When Jack Charlton came to Mullingar – nearly thirty years ago

Páidí Ó Sé famously arrived in Mullingar by helicopter in 2003 to take up the Westmeath senior football job, but 13 years earlier, a football boss of a different sort arrived in town the same way – and drew a crowd of 3,000 people.

Many said that if Jack Charlton, Ireland’s greatest Englishman, had run for president here in 1990 he would have won by a landslide. Mary Robinson, the eventually triumphant Labour candidate for our highest office that year, went on a walkabout of Mullingar a week after the then Republic of Ireland manager and could have only dreamed of attracting a fraction of the crowd that turned out for ‘Jackie’.

Charlton, who steered the Boys in Green to a World Cup quarter-final in 1990 and past the group stage of the 1994 tournament, died yesterday at the age of 85.

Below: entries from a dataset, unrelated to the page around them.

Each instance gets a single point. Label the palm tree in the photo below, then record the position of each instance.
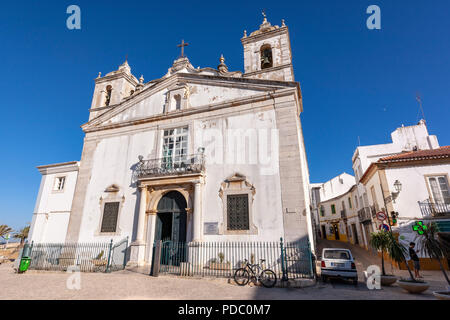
(4, 230)
(434, 246)
(397, 252)
(22, 234)
(380, 242)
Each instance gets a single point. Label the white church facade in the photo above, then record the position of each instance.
(201, 154)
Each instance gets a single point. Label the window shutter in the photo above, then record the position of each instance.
(110, 213)
(238, 218)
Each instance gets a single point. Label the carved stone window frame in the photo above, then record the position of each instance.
(237, 184)
(111, 194)
(181, 90)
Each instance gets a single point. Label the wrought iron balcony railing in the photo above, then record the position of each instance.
(431, 209)
(168, 166)
(365, 214)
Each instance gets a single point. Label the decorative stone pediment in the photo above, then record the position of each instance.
(237, 182)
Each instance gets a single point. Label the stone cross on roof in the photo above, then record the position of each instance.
(182, 45)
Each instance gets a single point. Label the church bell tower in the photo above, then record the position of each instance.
(267, 53)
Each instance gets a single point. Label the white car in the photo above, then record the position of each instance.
(338, 263)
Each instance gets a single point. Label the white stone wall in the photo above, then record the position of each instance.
(414, 187)
(52, 209)
(115, 155)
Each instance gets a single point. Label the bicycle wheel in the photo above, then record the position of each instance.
(268, 278)
(241, 277)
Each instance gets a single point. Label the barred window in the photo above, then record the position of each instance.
(238, 215)
(110, 213)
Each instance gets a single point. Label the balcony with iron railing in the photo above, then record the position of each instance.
(169, 166)
(431, 209)
(365, 214)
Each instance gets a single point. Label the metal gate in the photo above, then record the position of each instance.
(289, 260)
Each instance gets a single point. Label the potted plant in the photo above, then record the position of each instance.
(397, 253)
(380, 241)
(436, 248)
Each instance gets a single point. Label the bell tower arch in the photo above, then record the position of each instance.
(267, 53)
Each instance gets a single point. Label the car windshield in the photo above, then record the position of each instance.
(337, 254)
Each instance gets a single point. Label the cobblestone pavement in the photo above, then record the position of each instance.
(130, 285)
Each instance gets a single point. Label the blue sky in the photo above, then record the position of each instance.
(355, 81)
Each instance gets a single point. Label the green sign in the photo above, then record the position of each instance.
(419, 227)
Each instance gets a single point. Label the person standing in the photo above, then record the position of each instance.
(415, 259)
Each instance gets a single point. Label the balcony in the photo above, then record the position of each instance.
(365, 214)
(169, 167)
(430, 209)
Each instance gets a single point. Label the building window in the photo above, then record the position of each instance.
(266, 57)
(177, 102)
(108, 95)
(110, 214)
(237, 208)
(439, 189)
(59, 184)
(374, 198)
(175, 146)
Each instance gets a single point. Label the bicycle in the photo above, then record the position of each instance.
(267, 277)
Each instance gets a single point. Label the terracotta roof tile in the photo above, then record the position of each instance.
(442, 152)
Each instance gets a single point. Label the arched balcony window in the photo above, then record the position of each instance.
(266, 57)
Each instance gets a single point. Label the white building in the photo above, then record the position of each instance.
(403, 139)
(415, 186)
(323, 197)
(192, 156)
(54, 202)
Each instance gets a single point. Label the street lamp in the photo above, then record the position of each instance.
(398, 186)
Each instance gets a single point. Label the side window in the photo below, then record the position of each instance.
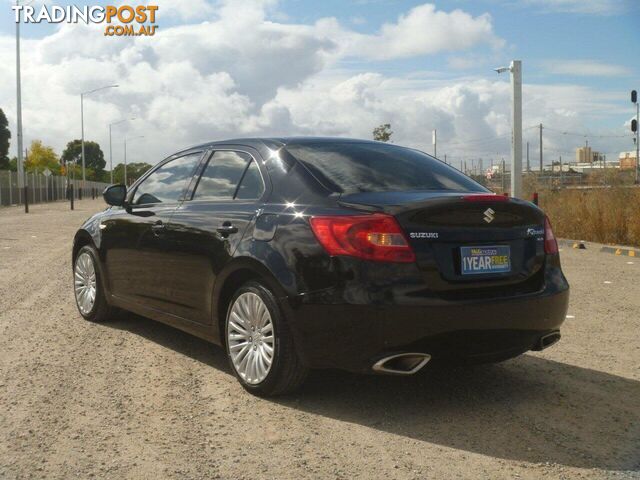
(167, 183)
(221, 176)
(251, 187)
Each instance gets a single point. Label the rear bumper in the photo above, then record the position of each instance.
(353, 336)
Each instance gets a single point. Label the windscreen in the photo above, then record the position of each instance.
(369, 167)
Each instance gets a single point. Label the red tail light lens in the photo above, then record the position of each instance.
(371, 237)
(550, 242)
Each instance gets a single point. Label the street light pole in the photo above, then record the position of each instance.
(516, 120)
(110, 144)
(82, 123)
(125, 155)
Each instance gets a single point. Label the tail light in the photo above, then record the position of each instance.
(371, 237)
(550, 242)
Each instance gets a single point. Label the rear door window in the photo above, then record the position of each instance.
(230, 175)
(168, 182)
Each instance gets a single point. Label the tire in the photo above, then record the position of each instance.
(249, 338)
(98, 310)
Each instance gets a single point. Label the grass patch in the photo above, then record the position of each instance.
(608, 215)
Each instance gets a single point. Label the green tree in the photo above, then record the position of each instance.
(134, 171)
(41, 157)
(382, 133)
(93, 157)
(5, 136)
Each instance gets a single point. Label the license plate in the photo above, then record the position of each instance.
(479, 260)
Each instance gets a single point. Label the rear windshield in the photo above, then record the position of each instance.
(370, 167)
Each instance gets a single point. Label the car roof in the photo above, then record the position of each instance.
(257, 142)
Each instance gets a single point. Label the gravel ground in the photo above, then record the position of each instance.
(136, 399)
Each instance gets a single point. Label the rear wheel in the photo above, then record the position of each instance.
(259, 344)
(87, 286)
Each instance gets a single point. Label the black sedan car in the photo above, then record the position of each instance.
(299, 253)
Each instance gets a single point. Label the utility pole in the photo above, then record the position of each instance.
(434, 140)
(82, 95)
(586, 150)
(22, 185)
(541, 159)
(635, 128)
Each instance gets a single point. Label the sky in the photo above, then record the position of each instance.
(221, 69)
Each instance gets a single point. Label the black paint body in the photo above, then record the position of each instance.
(344, 312)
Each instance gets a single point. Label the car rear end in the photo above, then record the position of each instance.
(451, 272)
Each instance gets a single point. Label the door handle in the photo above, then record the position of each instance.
(158, 227)
(227, 229)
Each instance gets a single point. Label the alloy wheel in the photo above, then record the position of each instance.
(250, 338)
(84, 275)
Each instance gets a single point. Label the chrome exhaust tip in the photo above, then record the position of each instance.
(402, 363)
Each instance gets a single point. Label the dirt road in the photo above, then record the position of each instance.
(135, 399)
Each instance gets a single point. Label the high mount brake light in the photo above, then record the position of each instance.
(550, 242)
(370, 237)
(485, 197)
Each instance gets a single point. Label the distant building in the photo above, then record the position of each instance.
(628, 160)
(587, 155)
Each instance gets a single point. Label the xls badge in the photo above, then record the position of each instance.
(489, 215)
(423, 235)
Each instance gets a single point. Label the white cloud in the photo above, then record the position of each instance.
(241, 73)
(422, 31)
(586, 68)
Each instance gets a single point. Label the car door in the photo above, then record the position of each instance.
(206, 228)
(134, 237)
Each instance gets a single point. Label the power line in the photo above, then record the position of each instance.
(588, 135)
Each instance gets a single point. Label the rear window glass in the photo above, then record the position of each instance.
(369, 167)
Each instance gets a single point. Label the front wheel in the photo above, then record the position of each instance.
(259, 343)
(87, 286)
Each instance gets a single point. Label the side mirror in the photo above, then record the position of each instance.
(115, 195)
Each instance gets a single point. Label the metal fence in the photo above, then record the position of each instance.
(41, 188)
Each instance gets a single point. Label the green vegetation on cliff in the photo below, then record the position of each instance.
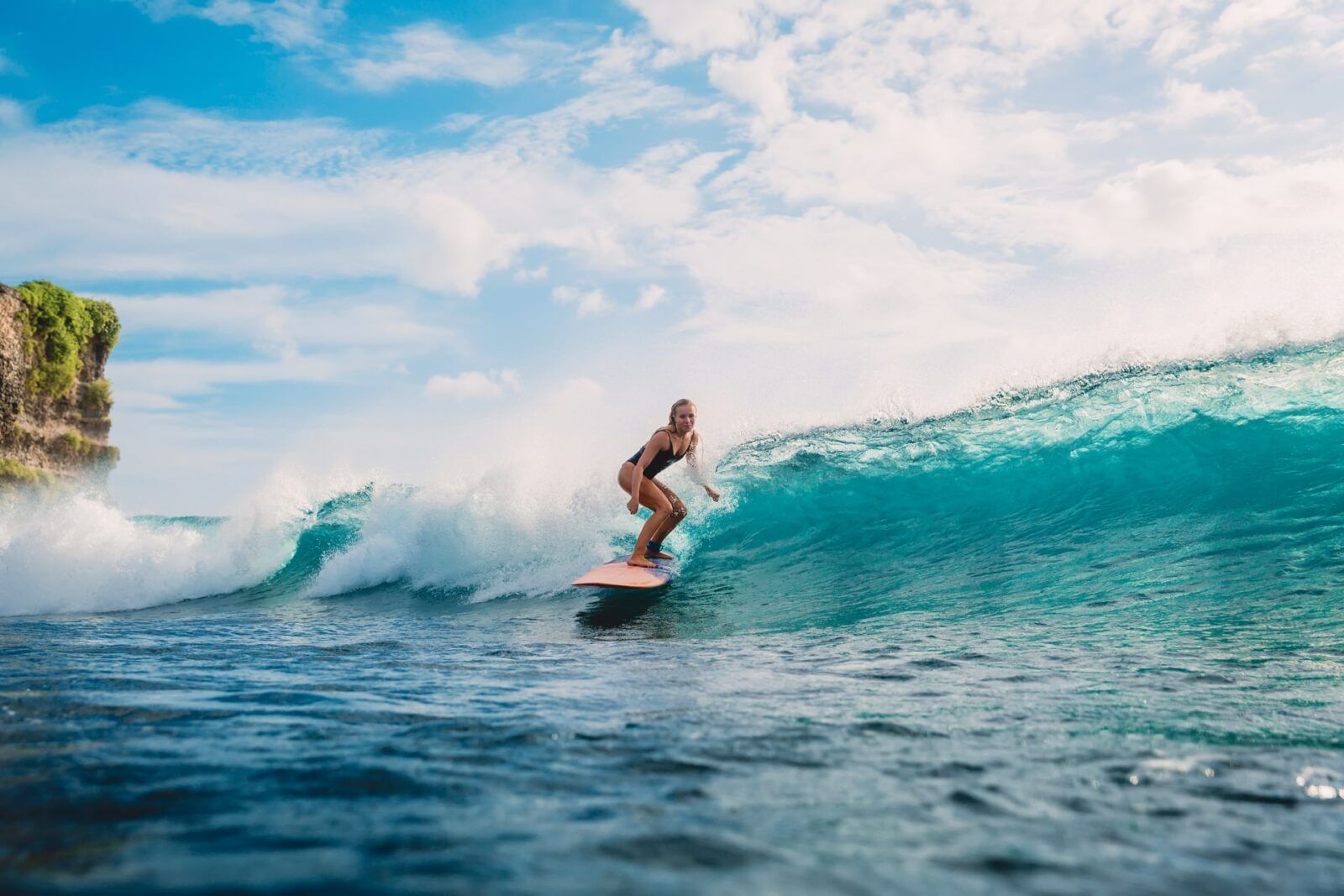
(77, 446)
(15, 473)
(58, 327)
(97, 398)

The early 1990s were a period of transition from bust to boom in Ireland, and much like Riverdance, Charlton and his exploits at the helm of Irish soccer became symbolic of an Ireland being lifted out of the doldrums and announcing itself on the world stage.

It was fitting, therefore, that when the Geordie made his first appearance in Mullingar after the 1990 World Cup finals, it was at the opening of a new business.

The former Leeds United defender landed by chopper on the Fair Green, Mullingar, and was greeted by Mullingar Town Band before officially opening the 27,000 square foot Avonmore Home and Farm Centre on Saturday October 13, 1990. After a blessing by Fr Patrick Moore, then administrator of Mullingar Parish (now PP, Castlepollard), Jack spoke to and received rapturous applause from the large audience.

Give it a lash, Jack: Jack Charlton speaking before the assembled crowd in Mullingar in October 1990.